Deploying to GCP
Hosting Dagit on GCE¶
To host Dagit on a bare VM or in Docker on GCE, see Running Dagit as a service.
Using Cloud SQL for run and event log storage¶
We recommend launching a Cloud SQL PostgreSQL instance for run and
events data. You can configure Dagit to use Cloud SQL to run and events
data by setting blocks in your $DAGSTER_HOME/dagster.yaml
appropriately:
run_storage:
module: dagster_postgres.run_storage
class: PostgresRunStorage
config:
postgres_db:
username: { username }
password: { password }
hostname: { hostname }
db_name: { database }
port: { port }
event_log_storage:
module: dagster_postgres.event_log
class: PostgresEventLogStorage
config:
postgres_db:
username: { username }
password: { password }
hostname: { hostname }
db_name: { db_name }
port: { port }
schedule_storage:
module: dagster_postgres.schedule_storage
class: PostgresScheduleStorage
config:
postgres_db:
username: { username }
password: { password }
hostname: { hostname }
db_name: { db_name }
port: { port }
In this case, you'll want to ensure you provide the right connection strings for your Cloud SQL instance, and that the node or container hosting Dagit is able to connect to Cloud SQL.

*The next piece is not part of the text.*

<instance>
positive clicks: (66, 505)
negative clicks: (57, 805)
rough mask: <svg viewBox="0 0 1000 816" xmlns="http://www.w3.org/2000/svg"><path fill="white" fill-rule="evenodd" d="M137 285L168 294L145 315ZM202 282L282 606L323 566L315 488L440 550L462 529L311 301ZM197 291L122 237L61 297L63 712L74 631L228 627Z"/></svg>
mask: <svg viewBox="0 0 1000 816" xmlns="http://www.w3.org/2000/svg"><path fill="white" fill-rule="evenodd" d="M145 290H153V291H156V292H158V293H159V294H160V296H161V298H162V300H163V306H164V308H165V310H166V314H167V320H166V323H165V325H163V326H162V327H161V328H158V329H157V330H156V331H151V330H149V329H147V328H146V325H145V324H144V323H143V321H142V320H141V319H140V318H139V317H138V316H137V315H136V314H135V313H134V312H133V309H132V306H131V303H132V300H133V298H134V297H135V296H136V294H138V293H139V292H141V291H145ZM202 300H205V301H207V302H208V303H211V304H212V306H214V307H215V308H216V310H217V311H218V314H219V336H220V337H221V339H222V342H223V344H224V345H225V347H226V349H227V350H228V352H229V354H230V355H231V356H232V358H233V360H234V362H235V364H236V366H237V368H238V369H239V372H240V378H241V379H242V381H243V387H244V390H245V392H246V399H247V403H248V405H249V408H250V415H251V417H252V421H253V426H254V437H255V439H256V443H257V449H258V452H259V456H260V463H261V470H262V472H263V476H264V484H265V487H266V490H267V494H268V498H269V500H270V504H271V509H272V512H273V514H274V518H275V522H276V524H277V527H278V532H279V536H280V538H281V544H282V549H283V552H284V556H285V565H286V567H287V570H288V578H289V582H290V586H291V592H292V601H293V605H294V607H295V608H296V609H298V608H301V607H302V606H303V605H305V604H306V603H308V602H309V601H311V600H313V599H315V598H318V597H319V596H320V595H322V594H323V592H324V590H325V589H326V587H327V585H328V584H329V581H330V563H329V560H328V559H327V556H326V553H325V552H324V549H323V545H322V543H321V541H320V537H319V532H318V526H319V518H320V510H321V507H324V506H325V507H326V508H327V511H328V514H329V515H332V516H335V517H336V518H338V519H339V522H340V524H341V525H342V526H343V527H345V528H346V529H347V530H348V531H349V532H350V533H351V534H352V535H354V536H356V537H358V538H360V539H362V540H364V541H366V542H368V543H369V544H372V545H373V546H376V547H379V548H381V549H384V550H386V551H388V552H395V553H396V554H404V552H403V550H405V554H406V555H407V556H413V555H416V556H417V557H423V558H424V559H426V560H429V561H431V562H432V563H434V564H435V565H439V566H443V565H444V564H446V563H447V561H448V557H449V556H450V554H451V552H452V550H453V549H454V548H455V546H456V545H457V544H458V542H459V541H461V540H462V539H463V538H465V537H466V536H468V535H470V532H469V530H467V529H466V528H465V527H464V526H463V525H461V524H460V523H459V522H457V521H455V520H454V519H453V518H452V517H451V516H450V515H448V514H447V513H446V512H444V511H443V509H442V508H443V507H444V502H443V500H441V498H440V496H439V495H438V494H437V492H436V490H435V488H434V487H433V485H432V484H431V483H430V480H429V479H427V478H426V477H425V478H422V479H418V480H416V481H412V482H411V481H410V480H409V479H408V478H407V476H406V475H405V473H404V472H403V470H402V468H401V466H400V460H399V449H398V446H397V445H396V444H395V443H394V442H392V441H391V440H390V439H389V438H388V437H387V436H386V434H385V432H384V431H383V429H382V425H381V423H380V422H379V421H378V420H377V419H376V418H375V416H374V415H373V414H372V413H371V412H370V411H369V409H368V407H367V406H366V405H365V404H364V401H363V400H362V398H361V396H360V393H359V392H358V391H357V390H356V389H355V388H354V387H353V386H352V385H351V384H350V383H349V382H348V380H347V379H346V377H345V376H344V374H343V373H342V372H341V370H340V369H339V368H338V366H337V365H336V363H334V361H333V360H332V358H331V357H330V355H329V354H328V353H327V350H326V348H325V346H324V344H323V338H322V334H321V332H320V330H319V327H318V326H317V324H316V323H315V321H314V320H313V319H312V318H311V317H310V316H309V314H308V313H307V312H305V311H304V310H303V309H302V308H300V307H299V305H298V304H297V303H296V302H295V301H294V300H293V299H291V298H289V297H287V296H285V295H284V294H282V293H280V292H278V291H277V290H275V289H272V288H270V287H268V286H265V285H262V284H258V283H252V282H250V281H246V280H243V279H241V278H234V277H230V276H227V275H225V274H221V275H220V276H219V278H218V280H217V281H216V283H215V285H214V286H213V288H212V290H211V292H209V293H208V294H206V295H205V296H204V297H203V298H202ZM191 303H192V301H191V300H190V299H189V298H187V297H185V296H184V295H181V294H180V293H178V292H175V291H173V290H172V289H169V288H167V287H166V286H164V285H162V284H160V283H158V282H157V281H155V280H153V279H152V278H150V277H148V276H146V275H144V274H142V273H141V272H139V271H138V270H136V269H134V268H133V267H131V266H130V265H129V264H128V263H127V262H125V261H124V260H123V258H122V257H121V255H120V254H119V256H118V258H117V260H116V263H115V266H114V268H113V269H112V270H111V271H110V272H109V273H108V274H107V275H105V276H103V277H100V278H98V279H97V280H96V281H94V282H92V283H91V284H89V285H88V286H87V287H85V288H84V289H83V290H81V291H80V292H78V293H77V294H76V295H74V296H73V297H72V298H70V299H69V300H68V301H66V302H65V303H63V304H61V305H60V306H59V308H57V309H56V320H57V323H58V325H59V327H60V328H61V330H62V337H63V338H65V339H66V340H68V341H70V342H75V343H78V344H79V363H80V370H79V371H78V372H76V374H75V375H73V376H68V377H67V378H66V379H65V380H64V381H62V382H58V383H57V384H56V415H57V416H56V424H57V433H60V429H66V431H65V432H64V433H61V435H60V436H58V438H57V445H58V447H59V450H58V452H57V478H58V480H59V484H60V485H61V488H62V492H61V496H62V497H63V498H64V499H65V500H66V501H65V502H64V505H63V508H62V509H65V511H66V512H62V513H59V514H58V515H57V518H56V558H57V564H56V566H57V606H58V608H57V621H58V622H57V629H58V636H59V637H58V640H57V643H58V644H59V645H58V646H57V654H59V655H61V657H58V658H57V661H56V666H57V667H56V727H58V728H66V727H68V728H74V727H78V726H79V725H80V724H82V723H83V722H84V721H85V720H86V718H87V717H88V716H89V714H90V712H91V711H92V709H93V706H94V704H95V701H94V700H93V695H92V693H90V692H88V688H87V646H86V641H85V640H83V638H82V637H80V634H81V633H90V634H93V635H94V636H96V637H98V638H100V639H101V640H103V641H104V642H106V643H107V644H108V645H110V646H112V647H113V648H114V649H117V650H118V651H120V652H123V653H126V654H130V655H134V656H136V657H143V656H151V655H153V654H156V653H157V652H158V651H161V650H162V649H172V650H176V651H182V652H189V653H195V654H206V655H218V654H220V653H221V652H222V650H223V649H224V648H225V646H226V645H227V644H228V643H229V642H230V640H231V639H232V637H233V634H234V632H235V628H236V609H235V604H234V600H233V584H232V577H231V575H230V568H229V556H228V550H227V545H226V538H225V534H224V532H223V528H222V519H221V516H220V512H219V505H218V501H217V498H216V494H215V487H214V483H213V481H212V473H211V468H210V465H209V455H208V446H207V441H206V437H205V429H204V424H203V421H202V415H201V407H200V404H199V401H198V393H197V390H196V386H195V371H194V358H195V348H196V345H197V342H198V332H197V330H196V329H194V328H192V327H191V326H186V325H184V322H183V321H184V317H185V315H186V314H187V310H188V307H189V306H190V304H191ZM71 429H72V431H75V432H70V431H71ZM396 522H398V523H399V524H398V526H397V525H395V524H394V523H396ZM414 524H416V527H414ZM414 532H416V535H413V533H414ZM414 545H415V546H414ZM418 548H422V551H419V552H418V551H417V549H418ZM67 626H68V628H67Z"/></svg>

Be sure that this file is present, and DAGSTER_HOME is set, on the node where Dagit is running.
Note that using Cloud SQL for run and event log storage does not require that Dagit be running in the cloud. If you are connecting a local Dagit instance to a remote Cloud SQL storage, double check that your local node is able to connect to Cloud SQL.
Using GCS for intermediates storage¶
You'll probably also want to configure a GCS bucket to store intermediates. This enables reexecution, review and audit of intermediate results, and cross-node cooperation (e.g., with the multiprocessing or Dagster celery executors).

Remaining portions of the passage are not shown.